12.3. Independent Contractors. The parties are independent contractors. Notwithstanding the use of the term “Partner” in this Agreement, for all legal purposes, the parties are not partners or joint ventures and their relationship is not that of a partnership, joint venture or principal-agent. Instead, the parties are independent contractors. All financial obligations associated with a party’s business are the sole responsibility of such party. Partner does not have any express or implied right, power or authority to enter into any agreement or commitment on behalf of Infinio. All sales and other agreements between Partner and End Users are Partner’s exclusive responsibility.
12.4. Governing Law and Jurisdiction. This Agreement shall be governed by and construed under the laws of the Commonwealth of Massachusetts and the United States of America. The federal and state courts located in the Commonwealth of Massachusetts shall have exclusive jurisdiction to adjudicate any dispute arising out of this Agreement, and the parties hereby consent to the exercise of jurisdiction by such courts.
12.5. Publicity.
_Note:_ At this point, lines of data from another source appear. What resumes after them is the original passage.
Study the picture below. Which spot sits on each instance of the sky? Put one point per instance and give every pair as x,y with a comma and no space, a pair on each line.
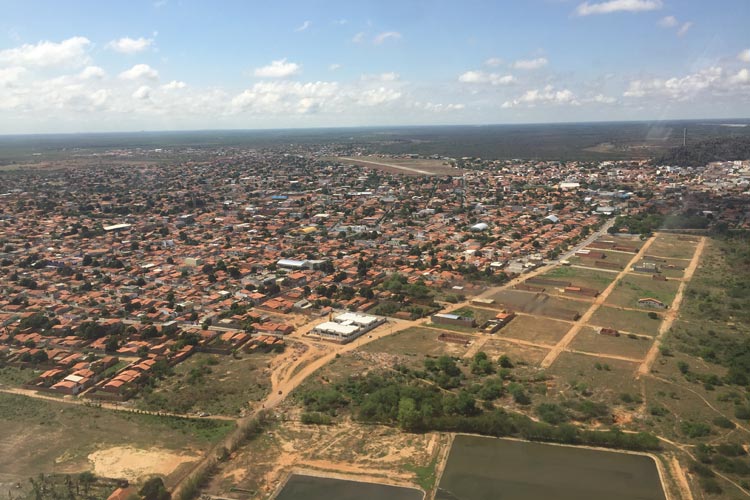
106,66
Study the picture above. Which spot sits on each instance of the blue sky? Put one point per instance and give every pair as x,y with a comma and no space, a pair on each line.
82,66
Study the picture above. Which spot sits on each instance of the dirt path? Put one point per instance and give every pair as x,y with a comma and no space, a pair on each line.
390,165
584,319
671,314
108,406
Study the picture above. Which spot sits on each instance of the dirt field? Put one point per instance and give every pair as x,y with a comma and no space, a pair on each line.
133,463
670,246
406,166
45,436
634,287
538,303
624,320
534,329
589,340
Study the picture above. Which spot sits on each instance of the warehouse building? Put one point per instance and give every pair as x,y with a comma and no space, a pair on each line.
347,327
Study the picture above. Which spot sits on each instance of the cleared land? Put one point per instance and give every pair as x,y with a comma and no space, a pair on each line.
479,468
405,166
634,287
45,436
540,304
589,340
220,385
533,329
626,320
324,488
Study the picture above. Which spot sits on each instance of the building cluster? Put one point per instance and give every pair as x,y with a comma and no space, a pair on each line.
144,262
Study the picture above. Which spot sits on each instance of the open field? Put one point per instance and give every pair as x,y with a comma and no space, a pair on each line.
324,488
478,468
605,378
405,166
419,342
219,385
625,320
672,247
518,353
44,436
634,287
619,258
584,278
538,303
534,329
589,340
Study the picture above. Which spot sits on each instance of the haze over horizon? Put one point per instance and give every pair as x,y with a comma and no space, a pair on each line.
179,65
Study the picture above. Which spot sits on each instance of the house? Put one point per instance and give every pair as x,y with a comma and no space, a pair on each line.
649,302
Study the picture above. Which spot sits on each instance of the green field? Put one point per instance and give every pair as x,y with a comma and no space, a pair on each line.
534,329
669,246
488,469
589,340
219,385
626,320
633,287
40,436
324,488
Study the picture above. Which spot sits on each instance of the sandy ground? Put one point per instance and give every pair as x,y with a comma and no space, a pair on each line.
671,314
132,463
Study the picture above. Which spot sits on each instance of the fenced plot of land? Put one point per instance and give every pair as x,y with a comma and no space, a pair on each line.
219,385
616,258
633,287
324,488
590,340
584,278
416,341
38,433
626,320
487,469
671,246
606,378
539,303
534,329
519,354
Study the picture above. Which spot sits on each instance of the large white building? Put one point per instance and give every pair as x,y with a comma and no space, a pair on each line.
347,327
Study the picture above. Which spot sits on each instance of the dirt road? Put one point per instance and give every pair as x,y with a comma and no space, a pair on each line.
671,314
584,319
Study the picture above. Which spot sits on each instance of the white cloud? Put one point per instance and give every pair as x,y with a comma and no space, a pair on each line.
285,97
537,63
388,35
547,95
127,45
94,72
742,77
668,22
483,77
278,69
303,26
174,85
587,9
680,88
70,52
143,92
9,76
140,71
438,107
377,96
684,28
382,77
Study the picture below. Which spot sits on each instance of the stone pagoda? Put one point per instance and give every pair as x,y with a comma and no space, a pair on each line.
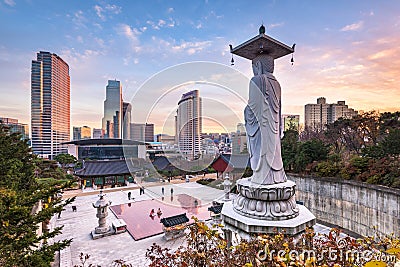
103,229
266,200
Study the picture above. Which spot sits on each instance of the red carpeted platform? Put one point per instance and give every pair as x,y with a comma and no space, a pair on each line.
140,225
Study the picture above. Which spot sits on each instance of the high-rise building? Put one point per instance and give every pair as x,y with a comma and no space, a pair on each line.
126,118
80,133
97,133
149,132
15,127
317,116
50,105
111,123
189,125
291,122
142,132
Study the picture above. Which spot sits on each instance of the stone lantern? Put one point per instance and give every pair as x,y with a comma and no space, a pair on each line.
103,229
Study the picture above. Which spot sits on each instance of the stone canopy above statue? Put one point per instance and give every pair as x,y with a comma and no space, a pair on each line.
262,44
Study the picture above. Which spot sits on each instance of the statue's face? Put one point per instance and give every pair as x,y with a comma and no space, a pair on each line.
257,68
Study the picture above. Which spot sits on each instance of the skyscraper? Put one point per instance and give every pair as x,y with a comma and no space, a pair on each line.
189,125
16,127
126,118
317,116
291,122
111,123
142,132
50,105
79,133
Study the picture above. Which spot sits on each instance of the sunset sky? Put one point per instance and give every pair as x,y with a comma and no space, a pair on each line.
345,50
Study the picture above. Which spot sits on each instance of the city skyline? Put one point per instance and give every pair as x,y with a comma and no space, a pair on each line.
345,51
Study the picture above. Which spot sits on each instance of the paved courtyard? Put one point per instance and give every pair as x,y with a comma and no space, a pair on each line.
103,251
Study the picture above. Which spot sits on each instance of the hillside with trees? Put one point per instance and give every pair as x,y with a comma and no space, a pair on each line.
365,148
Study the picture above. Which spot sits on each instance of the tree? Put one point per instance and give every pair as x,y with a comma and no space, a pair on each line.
310,151
25,205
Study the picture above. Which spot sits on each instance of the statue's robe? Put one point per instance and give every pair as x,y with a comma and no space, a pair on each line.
264,129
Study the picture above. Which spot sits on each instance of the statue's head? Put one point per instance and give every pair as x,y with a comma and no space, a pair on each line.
263,64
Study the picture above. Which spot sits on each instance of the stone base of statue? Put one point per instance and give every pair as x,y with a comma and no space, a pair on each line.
99,233
266,209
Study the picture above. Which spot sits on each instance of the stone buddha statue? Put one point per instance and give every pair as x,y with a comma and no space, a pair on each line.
264,124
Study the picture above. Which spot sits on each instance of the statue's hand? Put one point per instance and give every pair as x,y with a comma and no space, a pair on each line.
252,125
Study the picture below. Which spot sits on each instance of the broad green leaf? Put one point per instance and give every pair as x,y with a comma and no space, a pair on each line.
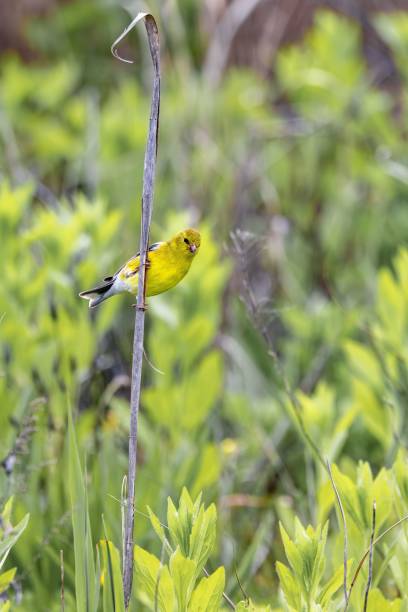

Infinio may use the name and identity of Partner in advertising, publicity, or similar materials to designate Partner as a participant in Infinio’s Referral Partner Program.
12.6. Entire Agreement. This Agreement (including the Program Description, and any Appendices) (i) represents the entire agreement between the parties relating to the subject matter of this Agreement, (ii) supersedes all prior agreements, documents, understandings, and representations relating to the subject matter of this Agreement, and (iii) may be amended, canceled or rescinded only by a writing signed by both parties, except for any revisions that Infinio may make to the Program Description as described in Section 1.5. Any terms or conditions of any purchase order or other document submitted by Partner which are in addition to, different from or inconsistent with the terms and conditions of this Agreement are not binding on Infinio and are ineffective. The terms of the Program Description will govern in the event of any conflict between the Program Description and the terms and conditions of this Agreement.
12.8. Severability. If any provision of this Agreement is invalid under applicable law, such provision shall be limited, narrowed, construed and altered as necessary to render it valid, but only to the extent necessary to achieve such validity. If necessary, the invalid provision shall be eliminated from this Agreement and the remaining provisions shall remain in full force and effect.
12.9. Construction. The wording of this Agreement is the wording selected by the parties to define their mutual agreement, and this Agreement shall not be construed or interpreted in any manner that favors any party over the other party. Further, whenever the context reasonably permits, the singular shall include the plural, the plural shall include the singular, and the whole shall include any part thereof.